The Italian banking crisis, which has simmered under the surface of the relatively wealthy EU country since 2008, has finally started to erupt. With the UK’s Brexit vote as the catalyst, Italian banking shares have tanked – prompting media speculation on the future of Italy’s economy. After years of bad debts and a typically Italian lax approach to tackling them, it’s crunch time: the government must make a move and tackle the problem, or risk damaging the stability of the Eurozone.

Italy’s economic situation is dire; whilst most countries have recovered since the 2008 financial crisis, Italy has not. Debt was at 121 percent of GDP in 2011, 123 percent in 2012 and 129 percent in 2013. However, the pressing problem of the moment is the €360 billion of ‘sofferenze’ – non-performing loans, in English – weighing down Italian banks; the International Monetary Fund estimates that the Italian banking sector’s non performing loans amount to an astonishing 18 percent of GDP. Borrowers in Italy have accumulated debts they cannot afford, leaving banks unable to offer loans to those that need them. Since the British referendum, the banks – previously propped up by quick-fix intermediate measures in the face of collapse, alongside Mario Draghi’s mass stimuli – have seen shares drop to 2008 crisis levels. It is now clear that action must be taken to completely restabilise the banking system, at an estimated cost of 40 billion euro. But the big question on everyone’s lips is: how?
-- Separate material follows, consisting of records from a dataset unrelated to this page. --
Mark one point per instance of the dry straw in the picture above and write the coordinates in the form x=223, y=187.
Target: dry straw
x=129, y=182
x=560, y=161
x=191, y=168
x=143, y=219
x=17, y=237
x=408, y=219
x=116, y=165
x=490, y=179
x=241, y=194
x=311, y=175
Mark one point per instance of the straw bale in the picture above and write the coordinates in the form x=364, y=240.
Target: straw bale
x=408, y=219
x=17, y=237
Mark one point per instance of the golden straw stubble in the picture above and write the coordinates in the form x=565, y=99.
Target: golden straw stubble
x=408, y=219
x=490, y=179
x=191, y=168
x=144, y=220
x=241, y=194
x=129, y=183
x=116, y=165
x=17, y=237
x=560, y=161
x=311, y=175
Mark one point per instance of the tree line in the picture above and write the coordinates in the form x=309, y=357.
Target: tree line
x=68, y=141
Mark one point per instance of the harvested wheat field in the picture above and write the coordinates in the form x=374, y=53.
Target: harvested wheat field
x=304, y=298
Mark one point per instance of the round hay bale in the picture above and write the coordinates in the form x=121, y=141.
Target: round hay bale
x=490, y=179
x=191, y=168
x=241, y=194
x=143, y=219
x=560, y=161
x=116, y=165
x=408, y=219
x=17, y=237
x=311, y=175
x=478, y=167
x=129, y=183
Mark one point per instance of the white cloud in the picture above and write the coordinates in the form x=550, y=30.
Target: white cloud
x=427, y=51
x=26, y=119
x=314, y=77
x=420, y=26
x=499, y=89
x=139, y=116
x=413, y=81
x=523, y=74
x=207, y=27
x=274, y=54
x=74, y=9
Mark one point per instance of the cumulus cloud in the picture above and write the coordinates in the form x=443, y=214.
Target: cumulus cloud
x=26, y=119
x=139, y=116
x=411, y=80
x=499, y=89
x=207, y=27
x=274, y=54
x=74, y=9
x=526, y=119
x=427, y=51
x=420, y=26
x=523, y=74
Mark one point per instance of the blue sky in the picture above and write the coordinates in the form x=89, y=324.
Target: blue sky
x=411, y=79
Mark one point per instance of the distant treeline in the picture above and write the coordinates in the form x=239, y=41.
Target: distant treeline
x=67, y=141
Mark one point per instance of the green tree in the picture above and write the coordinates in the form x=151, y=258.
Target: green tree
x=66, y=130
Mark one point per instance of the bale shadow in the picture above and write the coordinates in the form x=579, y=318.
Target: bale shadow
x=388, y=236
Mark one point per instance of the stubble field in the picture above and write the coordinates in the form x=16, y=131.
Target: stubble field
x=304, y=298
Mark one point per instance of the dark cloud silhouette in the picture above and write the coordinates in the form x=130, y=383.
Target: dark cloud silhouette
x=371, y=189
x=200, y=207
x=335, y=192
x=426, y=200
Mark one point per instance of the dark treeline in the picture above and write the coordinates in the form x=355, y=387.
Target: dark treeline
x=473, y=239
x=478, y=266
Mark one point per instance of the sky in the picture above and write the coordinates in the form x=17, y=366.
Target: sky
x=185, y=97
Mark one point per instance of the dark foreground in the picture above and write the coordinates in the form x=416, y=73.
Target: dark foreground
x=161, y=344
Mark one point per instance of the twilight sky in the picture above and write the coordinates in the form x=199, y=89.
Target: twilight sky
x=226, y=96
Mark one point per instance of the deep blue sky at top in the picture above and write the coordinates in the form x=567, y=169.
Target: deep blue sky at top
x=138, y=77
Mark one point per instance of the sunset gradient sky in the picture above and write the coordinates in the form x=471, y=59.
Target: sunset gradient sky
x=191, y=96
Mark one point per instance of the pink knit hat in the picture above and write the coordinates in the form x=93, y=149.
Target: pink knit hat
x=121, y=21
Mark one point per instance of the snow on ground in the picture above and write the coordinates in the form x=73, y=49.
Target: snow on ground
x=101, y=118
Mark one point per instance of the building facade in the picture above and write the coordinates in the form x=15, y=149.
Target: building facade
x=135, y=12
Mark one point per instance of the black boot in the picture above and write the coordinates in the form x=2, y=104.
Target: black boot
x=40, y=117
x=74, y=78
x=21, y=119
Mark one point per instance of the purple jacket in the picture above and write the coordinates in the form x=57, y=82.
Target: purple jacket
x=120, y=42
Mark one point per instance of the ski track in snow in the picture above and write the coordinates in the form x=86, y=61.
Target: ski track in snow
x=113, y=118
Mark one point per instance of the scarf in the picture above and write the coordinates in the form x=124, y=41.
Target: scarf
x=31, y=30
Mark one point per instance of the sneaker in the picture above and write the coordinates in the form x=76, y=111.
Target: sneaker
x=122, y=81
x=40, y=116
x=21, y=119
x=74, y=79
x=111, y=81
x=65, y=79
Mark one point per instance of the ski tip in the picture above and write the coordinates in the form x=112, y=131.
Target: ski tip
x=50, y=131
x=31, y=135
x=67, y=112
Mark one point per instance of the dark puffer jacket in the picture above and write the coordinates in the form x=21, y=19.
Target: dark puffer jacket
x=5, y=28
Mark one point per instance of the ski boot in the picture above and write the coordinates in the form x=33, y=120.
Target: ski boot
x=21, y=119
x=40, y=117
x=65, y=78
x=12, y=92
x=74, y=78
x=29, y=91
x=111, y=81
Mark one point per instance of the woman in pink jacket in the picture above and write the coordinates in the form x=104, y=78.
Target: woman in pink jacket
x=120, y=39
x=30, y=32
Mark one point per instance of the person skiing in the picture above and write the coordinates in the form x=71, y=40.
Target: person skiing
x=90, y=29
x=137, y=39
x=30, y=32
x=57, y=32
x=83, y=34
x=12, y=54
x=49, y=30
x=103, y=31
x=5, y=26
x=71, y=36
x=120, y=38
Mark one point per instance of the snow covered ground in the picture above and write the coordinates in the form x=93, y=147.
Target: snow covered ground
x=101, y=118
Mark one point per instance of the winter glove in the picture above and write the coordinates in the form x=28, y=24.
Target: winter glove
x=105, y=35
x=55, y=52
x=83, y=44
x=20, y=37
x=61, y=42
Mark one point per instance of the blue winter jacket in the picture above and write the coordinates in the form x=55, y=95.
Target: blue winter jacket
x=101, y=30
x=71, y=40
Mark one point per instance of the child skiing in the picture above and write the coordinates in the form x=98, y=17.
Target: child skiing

The problem lies in the European Union’s new banking union, brought in in 2016, which aims to prevent the need for taxpayer intervention in banking crises by placing the responsibility on the banks’ existing stakeholders, who have accepted the risk already.

Italy's PM Matteo Renzi
Italy’s PM Matteo Renzi

However, for Italy this is a big problem. A larger-than-average amount of banks’ stakeholders are small savers, making the future of the average Italian’s household finances strongly intertwined with the banks. Many of the Italian population will be affected should Italy follow the EU’s new bail-out rules – and it will risk shutting down the domestic bond market, heavily relied upon by Italian bankers. Prime Minister Matteo Renzi faces a big decision – to follow the EU rules and risk upsetting a majority of his electorate, or risk going against the EU and fund a bail-out with public money.

The banking crisis also poses a political problem for Renzi himself. His course of action will have a resounding effect on his career – upsetting voters will endanger the result of his government’s referendum on constitutional reform, on which the future of his premiership rests. Making a wrong move and alienating his electorate risks allowing Italy’s 5 Star Movement, whose anti-establishment rhetoric has already proved popular in the mayoral elections, to gain further traction – leading Italian politics away from its relatively stable centre-left leanings and towards a possible exit from the EU.

Italy’s long-standing economic crisis has impacted the country for far too long, creating an unfavourable climate for employment and forcing many young graduates to move abroad. The official unemployment rate is 11.4 percent – but the youth jobless rate in the poorer south of Italy far exceeds that, at 65 percent in Calabria, 56 percent in Sicily, and 53 percent in Campania. It is clear to the Italian government that something must be done, and fast. Whichever course of action Italy chooses to follow, the repercussions will be felt throughout the Eurozone.